Langley: Right smack dab near the Central Intelligence Agency. The neighborhood is quite nice as it is near the Potomac River and boasts Langley Oaks Park, McLean Central Park and Scotts Run Nature Preserve. The neighborhood is not short on green space.
Bellview: Homes and more homes here. The neighborhood features Great Falls Park.
Swinks Mill Road/Old Dominion Drive: Near the Capital Beltway and Timberly Park, this neighborhood is mostly houses and green area.
Tysons Corner: The name has nothing to do with Mike Tyson. This is the section of town known for shopping and classic Virginian homes. Tysons Galleria and Tysons Corner Center are the shopping highlights.
Potomac Hills: It's mostly just houses here. However, if you like exploring you're in the right spot; you'll be close to the George Washington Memorial Parkway and Dolley Madison Boulevard.
Chesterbrook: You have Chesterbrook Shopping Center, lots of eateries and bus stops. This is one of the more convenient neighborhoods.
Town Center: Proximity to shops and major roads makes this area very convenient as well. The Langley Shopping Center and Lewinsville Park are two bustling places.

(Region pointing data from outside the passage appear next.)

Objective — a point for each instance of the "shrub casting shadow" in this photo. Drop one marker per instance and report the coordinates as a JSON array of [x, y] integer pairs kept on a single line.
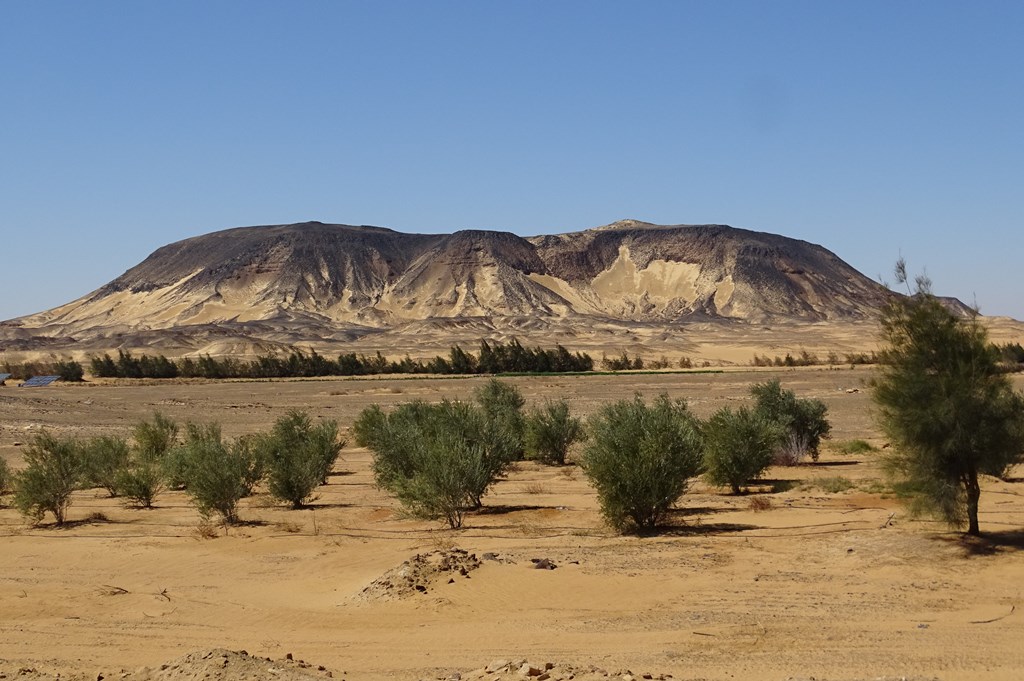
[[828, 464], [697, 529], [502, 509], [989, 543]]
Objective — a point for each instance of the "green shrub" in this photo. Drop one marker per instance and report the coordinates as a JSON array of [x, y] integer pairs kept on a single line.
[[102, 459], [854, 447], [155, 438], [503, 402], [69, 371], [52, 471], [140, 481], [438, 460], [948, 409], [6, 477], [299, 456], [804, 419], [217, 474], [640, 459], [738, 447], [551, 430]]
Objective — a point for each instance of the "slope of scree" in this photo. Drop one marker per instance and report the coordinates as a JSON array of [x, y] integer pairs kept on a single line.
[[282, 284]]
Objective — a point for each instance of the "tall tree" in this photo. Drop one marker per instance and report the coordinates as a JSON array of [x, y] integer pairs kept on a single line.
[[949, 412]]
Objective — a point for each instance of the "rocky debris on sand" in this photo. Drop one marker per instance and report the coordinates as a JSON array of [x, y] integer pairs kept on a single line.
[[522, 670], [421, 572], [213, 665]]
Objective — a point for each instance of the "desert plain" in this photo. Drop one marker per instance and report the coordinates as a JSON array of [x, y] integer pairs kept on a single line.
[[817, 571]]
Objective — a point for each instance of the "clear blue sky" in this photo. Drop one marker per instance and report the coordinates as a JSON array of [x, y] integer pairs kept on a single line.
[[872, 128]]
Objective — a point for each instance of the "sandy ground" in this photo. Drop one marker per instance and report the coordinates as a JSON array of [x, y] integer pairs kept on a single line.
[[830, 585]]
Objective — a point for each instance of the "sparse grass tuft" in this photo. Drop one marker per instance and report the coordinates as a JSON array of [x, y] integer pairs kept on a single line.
[[205, 529], [835, 484], [875, 486]]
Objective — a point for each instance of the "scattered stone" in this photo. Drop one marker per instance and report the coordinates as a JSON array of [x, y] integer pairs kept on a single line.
[[419, 573], [496, 666]]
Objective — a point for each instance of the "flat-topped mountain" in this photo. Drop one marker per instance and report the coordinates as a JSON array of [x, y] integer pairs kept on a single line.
[[283, 284]]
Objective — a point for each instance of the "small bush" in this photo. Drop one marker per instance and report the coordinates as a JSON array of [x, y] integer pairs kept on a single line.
[[299, 456], [503, 402], [102, 459], [738, 447], [854, 447], [792, 450], [53, 470], [640, 459], [6, 477], [551, 430], [140, 481], [217, 474], [438, 460], [69, 371], [156, 437], [804, 418]]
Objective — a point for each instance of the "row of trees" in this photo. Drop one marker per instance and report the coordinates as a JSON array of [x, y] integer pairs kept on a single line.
[[68, 370], [292, 460], [494, 357], [439, 459]]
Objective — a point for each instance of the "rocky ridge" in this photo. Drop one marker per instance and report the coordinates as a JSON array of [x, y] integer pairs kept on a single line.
[[275, 286]]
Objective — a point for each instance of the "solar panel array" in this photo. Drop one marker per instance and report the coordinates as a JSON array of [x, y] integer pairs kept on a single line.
[[39, 381]]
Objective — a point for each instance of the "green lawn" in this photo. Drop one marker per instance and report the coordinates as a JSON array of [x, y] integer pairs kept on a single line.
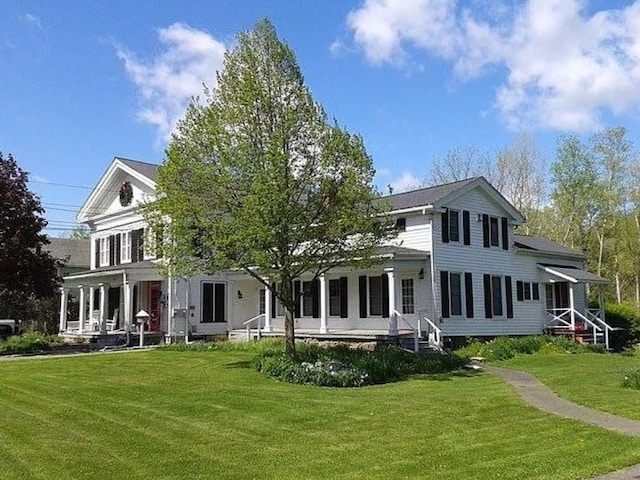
[[161, 415], [588, 379]]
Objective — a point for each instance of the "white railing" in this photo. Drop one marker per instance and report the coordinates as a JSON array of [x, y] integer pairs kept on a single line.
[[257, 319], [577, 322], [415, 331]]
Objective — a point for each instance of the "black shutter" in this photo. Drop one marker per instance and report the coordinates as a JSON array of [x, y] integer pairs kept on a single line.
[[509, 293], [315, 298], [344, 298], [273, 300], [487, 296], [385, 295], [296, 298], [444, 293], [134, 246], [445, 226], [362, 286], [466, 227], [112, 250], [468, 293], [505, 233], [118, 248], [485, 231]]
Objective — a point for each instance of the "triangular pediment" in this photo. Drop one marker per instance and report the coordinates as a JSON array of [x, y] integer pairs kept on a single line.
[[137, 179]]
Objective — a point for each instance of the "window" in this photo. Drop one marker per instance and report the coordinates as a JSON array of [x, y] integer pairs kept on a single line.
[[307, 299], [527, 291], [496, 295], [125, 247], [401, 224], [262, 301], [334, 298], [375, 295], [104, 251], [408, 301], [455, 293], [454, 226], [494, 231]]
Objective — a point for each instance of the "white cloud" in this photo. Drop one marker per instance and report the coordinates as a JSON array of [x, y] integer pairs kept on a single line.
[[32, 19], [404, 183], [189, 58], [564, 65]]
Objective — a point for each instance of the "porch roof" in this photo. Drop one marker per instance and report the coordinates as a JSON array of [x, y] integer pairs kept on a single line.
[[573, 275]]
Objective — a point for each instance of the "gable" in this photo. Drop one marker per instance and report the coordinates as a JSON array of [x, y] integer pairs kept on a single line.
[[105, 197]]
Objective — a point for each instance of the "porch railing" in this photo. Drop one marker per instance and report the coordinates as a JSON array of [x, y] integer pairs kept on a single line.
[[257, 320], [569, 318]]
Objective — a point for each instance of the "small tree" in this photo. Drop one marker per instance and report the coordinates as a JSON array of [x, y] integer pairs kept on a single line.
[[26, 272], [256, 179]]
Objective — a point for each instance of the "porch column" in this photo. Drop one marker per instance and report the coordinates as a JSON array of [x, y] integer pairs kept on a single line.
[[63, 309], [103, 309], [268, 298], [82, 309], [92, 305], [393, 319], [572, 306], [323, 304]]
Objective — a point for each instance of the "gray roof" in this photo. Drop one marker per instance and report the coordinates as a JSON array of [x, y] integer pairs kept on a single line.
[[74, 252], [425, 196], [149, 170], [578, 275], [541, 244]]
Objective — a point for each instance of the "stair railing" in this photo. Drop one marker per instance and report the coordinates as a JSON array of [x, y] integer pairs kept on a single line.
[[258, 320], [414, 330]]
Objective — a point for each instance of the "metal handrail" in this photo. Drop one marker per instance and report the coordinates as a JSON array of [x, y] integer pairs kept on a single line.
[[250, 321], [414, 330]]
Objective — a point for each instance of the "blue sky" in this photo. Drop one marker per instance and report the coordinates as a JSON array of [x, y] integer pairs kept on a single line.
[[83, 81]]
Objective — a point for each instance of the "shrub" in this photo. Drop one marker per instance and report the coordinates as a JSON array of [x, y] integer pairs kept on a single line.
[[625, 316], [342, 366], [28, 343], [504, 348], [631, 379]]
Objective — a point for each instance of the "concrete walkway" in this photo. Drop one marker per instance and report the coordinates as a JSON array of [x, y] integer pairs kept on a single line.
[[542, 397]]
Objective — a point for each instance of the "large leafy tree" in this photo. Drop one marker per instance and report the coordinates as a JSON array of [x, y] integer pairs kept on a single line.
[[27, 273], [256, 179]]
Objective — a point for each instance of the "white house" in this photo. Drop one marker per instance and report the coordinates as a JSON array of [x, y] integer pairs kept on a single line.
[[456, 269]]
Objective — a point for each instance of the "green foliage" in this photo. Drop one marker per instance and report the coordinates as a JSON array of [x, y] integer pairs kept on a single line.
[[28, 343], [342, 366], [504, 348], [627, 317], [631, 379]]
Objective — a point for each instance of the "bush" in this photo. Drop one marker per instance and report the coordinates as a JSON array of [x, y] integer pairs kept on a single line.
[[504, 348], [631, 379], [28, 343], [342, 366], [625, 316]]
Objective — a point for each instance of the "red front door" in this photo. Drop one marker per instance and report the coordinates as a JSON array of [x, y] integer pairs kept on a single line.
[[154, 306]]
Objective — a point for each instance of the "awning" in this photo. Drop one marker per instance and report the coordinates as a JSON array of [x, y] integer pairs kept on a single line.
[[573, 275]]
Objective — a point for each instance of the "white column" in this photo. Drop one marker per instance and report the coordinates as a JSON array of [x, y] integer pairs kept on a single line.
[[572, 306], [323, 304], [92, 305], [82, 309], [268, 298], [393, 319], [63, 309], [103, 310]]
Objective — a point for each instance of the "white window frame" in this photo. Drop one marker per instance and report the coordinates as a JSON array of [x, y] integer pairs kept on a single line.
[[125, 247]]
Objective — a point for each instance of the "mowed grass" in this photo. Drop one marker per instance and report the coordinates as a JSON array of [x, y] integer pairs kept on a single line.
[[179, 415], [590, 379]]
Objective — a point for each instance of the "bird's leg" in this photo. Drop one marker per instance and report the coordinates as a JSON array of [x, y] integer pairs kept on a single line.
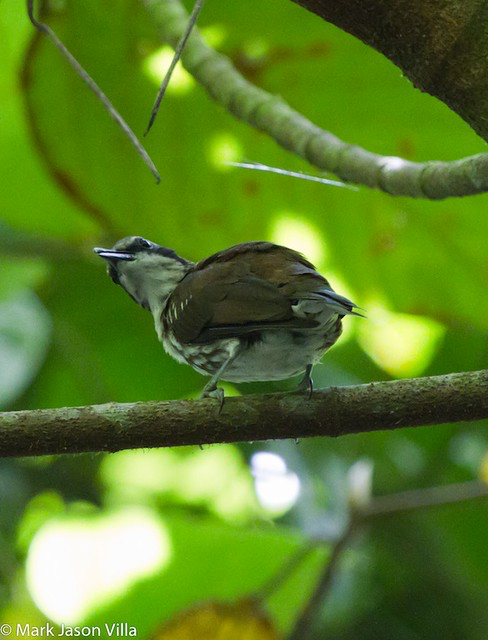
[[210, 390], [306, 383]]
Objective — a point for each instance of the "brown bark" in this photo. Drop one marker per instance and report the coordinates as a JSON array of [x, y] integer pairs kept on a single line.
[[333, 412]]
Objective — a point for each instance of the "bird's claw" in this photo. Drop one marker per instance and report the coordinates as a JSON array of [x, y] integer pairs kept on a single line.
[[213, 391], [306, 384]]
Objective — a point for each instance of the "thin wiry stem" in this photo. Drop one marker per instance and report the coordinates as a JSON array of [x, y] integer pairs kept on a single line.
[[257, 166], [94, 87], [177, 55]]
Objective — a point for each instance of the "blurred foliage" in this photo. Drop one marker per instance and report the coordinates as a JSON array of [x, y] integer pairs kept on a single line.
[[84, 527]]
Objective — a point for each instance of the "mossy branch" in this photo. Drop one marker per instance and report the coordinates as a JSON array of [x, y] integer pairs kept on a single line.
[[272, 115], [333, 412]]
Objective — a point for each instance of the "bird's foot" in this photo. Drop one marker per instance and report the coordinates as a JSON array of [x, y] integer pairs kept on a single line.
[[306, 383], [212, 391]]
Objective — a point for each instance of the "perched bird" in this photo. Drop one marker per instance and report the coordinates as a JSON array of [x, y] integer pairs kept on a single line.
[[255, 311]]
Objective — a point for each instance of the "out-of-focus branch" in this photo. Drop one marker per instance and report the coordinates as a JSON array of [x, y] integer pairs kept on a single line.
[[333, 412], [378, 507], [440, 45], [272, 115], [88, 80]]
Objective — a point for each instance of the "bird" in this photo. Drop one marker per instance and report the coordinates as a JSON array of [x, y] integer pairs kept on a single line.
[[256, 311]]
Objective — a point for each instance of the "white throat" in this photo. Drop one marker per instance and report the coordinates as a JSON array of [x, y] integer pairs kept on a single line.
[[151, 279]]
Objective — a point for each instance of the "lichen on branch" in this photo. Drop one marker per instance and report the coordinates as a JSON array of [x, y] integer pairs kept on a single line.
[[273, 116]]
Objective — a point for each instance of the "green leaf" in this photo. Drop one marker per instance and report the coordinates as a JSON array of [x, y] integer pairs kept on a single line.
[[25, 330]]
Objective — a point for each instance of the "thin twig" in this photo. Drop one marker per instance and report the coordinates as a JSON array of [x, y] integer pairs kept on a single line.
[[322, 587], [333, 412], [421, 498], [379, 506], [177, 55], [40, 26], [284, 572], [292, 174]]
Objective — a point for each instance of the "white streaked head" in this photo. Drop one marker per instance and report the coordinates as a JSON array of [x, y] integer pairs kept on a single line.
[[148, 272]]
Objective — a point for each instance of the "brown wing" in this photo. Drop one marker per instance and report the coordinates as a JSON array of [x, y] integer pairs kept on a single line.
[[244, 289]]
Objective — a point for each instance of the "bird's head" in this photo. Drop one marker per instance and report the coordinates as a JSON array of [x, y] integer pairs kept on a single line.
[[148, 272]]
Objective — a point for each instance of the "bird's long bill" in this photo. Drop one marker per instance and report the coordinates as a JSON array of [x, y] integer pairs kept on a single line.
[[110, 254]]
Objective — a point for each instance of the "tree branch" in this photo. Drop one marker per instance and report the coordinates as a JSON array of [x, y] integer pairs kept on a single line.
[[88, 80], [273, 116], [440, 45], [336, 411]]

When folks aren't worried about their phones, you'll see that McLean is a very lively place to be. Remember that it was just a joke about the phones. Part of the activeness is due to neighboring D.C.'s influence, but the main reason is that a storied history and a promising tomorrow breathe life into the city. At any moment you'll spot folks waiting for the bus, stopping for a red light at an intersection or biking on the side of the street. People are on the move and it's not because the CIA is chasing them. Yet the town does have a softer side. On any day locals are gathering at the Capital Grille to dine, relaxing at Kent Gardens Park or shopping at Tysons Galleria. What's nice about McLean is its versatility. It can be a big city or a small town depending on how you play it. Retreat to Claude Moore Memorial Farm when you want room to stretch or take on Washington D.C. when you want concrete. McLean is what you want it to be and nobody is stopping you, not even the CIA!